Hemingway’s girlfriend, the writer Martha Gellhorn, didn’t think the artist needed to be a monster; she thought the monster needed to make himself into an artist. “A man must be a very great genius to make up for being such a loathsome human being.” (Well, I guess she would know.)

As you know, this is bothering me right now. I ask myself why I can so easily erase Polanski, but still respect Picasso. Perhaps because I was introduced to Picasso as 'great artist' first in my youth, Polanski first as a troubled genius/rapist in my adulthood. Woody Allen has always driven me bonkers. "Sleeper" is about the only Allen (with himself in it) film I could sit through ... my urge to stuff a sock in his mouth and drop him off at a bus station is just too strong.

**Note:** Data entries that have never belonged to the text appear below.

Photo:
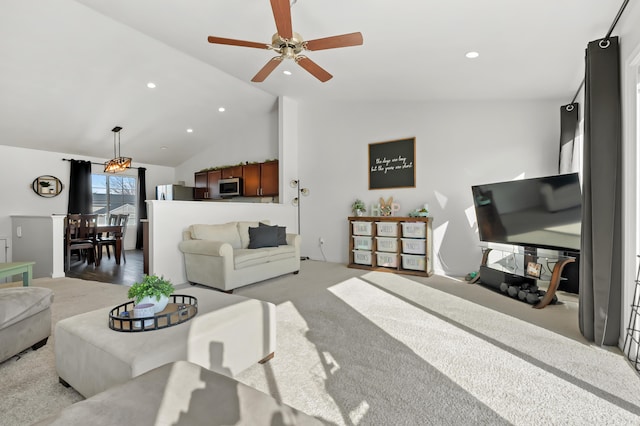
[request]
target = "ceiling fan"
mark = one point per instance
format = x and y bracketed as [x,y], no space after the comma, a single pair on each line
[290,45]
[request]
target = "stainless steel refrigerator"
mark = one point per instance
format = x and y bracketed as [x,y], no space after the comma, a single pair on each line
[174,192]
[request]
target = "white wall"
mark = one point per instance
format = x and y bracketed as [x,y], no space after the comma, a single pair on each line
[21,166]
[458,144]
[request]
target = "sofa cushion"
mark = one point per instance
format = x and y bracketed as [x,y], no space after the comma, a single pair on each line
[243,230]
[263,236]
[245,258]
[18,303]
[282,233]
[227,232]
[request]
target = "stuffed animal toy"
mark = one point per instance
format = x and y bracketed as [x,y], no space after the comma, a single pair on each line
[386,207]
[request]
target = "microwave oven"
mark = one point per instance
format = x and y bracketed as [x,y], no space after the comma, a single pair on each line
[230,187]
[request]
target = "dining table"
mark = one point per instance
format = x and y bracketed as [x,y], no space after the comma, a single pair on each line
[115,231]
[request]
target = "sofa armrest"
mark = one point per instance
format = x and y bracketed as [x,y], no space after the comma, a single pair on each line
[293,240]
[206,247]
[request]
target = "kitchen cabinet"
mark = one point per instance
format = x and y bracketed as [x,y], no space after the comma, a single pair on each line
[206,184]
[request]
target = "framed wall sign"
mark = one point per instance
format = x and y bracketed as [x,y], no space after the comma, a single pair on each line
[47,186]
[392,164]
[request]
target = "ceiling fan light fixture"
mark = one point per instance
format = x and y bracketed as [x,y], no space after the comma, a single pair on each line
[118,163]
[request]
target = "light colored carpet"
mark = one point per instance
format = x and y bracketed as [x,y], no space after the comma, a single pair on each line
[369,348]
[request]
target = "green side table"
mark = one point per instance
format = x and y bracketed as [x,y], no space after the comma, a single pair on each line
[16,268]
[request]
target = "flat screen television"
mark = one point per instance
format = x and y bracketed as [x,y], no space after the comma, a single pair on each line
[544,212]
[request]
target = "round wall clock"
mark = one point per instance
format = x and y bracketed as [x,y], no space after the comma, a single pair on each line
[47,186]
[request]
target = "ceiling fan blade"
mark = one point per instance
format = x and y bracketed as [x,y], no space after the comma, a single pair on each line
[316,70]
[234,42]
[345,40]
[267,69]
[282,15]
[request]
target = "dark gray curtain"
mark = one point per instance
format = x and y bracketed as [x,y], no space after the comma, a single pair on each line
[569,122]
[601,250]
[80,198]
[142,205]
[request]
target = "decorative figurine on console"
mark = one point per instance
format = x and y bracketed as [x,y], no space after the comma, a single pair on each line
[385,208]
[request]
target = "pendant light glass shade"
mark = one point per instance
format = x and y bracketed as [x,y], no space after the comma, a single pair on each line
[117,164]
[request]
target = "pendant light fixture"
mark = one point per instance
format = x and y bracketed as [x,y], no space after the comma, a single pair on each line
[117,164]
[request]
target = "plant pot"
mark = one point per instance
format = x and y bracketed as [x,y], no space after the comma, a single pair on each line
[159,304]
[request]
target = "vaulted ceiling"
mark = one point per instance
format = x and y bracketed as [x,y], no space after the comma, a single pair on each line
[71,70]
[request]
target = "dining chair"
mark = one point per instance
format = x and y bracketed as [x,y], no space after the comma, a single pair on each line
[109,238]
[80,236]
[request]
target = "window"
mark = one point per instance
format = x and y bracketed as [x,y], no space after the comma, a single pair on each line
[114,195]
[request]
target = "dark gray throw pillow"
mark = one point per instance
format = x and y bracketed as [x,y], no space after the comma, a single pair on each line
[282,232]
[263,236]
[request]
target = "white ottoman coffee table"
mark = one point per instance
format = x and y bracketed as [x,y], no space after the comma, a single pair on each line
[229,334]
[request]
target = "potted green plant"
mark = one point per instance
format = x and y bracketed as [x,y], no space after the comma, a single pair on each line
[152,289]
[358,207]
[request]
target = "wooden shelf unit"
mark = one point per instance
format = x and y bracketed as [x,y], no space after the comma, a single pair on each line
[401,245]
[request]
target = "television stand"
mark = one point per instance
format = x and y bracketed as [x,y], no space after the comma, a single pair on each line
[516,264]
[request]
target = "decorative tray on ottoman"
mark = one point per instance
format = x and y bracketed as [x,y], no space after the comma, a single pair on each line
[180,308]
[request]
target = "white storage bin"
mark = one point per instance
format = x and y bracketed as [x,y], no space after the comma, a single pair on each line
[362,257]
[362,243]
[387,229]
[414,229]
[387,244]
[413,245]
[361,228]
[412,261]
[387,259]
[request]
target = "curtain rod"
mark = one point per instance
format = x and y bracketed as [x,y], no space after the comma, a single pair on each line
[613,25]
[93,162]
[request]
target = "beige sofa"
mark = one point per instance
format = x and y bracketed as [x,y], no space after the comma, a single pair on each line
[25,319]
[222,255]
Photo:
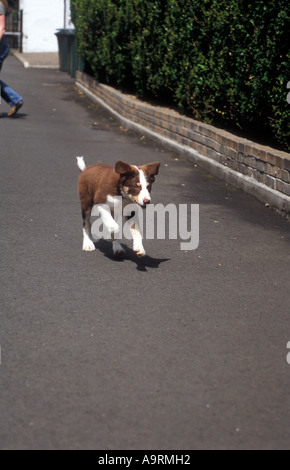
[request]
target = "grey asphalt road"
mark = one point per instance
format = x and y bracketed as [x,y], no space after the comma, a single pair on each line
[179,350]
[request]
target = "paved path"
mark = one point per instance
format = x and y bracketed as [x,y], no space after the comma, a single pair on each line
[180,350]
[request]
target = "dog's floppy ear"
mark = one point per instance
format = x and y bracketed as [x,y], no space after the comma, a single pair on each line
[152,169]
[124,168]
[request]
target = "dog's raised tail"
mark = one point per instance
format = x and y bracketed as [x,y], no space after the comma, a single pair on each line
[81,163]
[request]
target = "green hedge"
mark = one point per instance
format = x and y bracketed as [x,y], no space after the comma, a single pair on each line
[225,62]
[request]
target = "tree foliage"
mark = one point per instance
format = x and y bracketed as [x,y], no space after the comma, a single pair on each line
[222,61]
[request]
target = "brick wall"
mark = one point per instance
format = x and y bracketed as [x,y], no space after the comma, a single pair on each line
[258,169]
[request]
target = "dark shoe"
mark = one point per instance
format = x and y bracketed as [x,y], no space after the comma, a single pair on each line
[15,109]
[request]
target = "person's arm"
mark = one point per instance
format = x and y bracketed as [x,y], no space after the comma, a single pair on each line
[2,26]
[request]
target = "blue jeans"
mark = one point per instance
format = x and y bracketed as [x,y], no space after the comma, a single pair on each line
[9,95]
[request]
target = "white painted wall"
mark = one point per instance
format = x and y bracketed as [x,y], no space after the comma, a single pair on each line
[41,19]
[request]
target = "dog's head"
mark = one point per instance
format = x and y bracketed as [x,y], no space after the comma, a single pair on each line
[136,182]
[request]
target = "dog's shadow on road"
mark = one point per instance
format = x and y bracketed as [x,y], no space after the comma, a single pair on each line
[142,264]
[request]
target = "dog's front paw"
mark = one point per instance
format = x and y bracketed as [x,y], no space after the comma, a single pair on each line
[139,249]
[88,245]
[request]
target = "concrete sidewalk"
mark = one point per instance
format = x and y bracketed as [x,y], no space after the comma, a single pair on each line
[41,60]
[179,350]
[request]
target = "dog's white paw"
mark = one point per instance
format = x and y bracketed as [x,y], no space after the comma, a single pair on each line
[88,245]
[118,250]
[139,249]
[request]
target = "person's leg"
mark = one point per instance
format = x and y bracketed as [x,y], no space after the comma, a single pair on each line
[9,95]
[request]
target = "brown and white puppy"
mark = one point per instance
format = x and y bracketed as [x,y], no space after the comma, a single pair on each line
[99,185]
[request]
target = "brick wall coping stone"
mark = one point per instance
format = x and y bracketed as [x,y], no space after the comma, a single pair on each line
[259,170]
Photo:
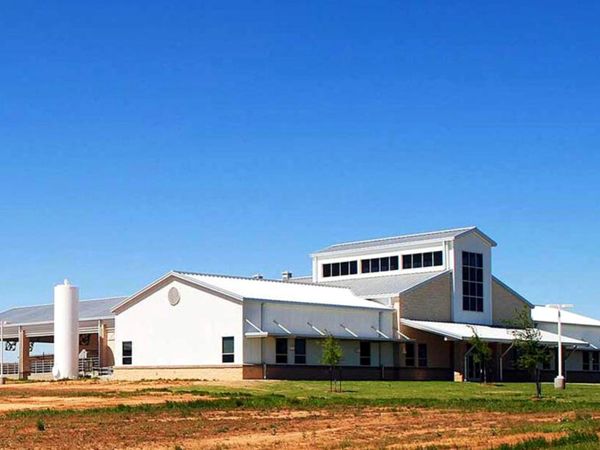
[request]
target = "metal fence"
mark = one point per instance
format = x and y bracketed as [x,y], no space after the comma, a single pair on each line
[87,366]
[11,368]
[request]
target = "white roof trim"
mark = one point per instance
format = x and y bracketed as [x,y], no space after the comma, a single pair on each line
[369,242]
[130,301]
[465,331]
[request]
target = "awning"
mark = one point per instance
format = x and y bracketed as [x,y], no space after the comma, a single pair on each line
[264,334]
[465,331]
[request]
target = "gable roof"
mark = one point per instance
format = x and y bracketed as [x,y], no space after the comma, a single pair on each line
[88,309]
[550,315]
[386,285]
[240,289]
[405,239]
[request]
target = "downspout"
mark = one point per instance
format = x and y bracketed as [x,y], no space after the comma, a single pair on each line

Ethics are not supposed to be easy. And they're always worth contemplating. I am concerned about how my choices affect my overall character. Is it not true, that if we can rationalize the output of a monster ... then we can rationalize slavery, the medical experiments on concentration camp survivors, etc.?

I can't bear to do that. Again, we run up against moral consistency as being virtual handcuffs, and moral relativity looking awfully seductive but ultimately deadly to modern society.

Context can help. But when the context is expired, when the monster is dead ... then what? I look to the fact that Hitler is long burnt, but we have Nazis in our streets ... the same streets that housed those who so valiantly defeated the scourge.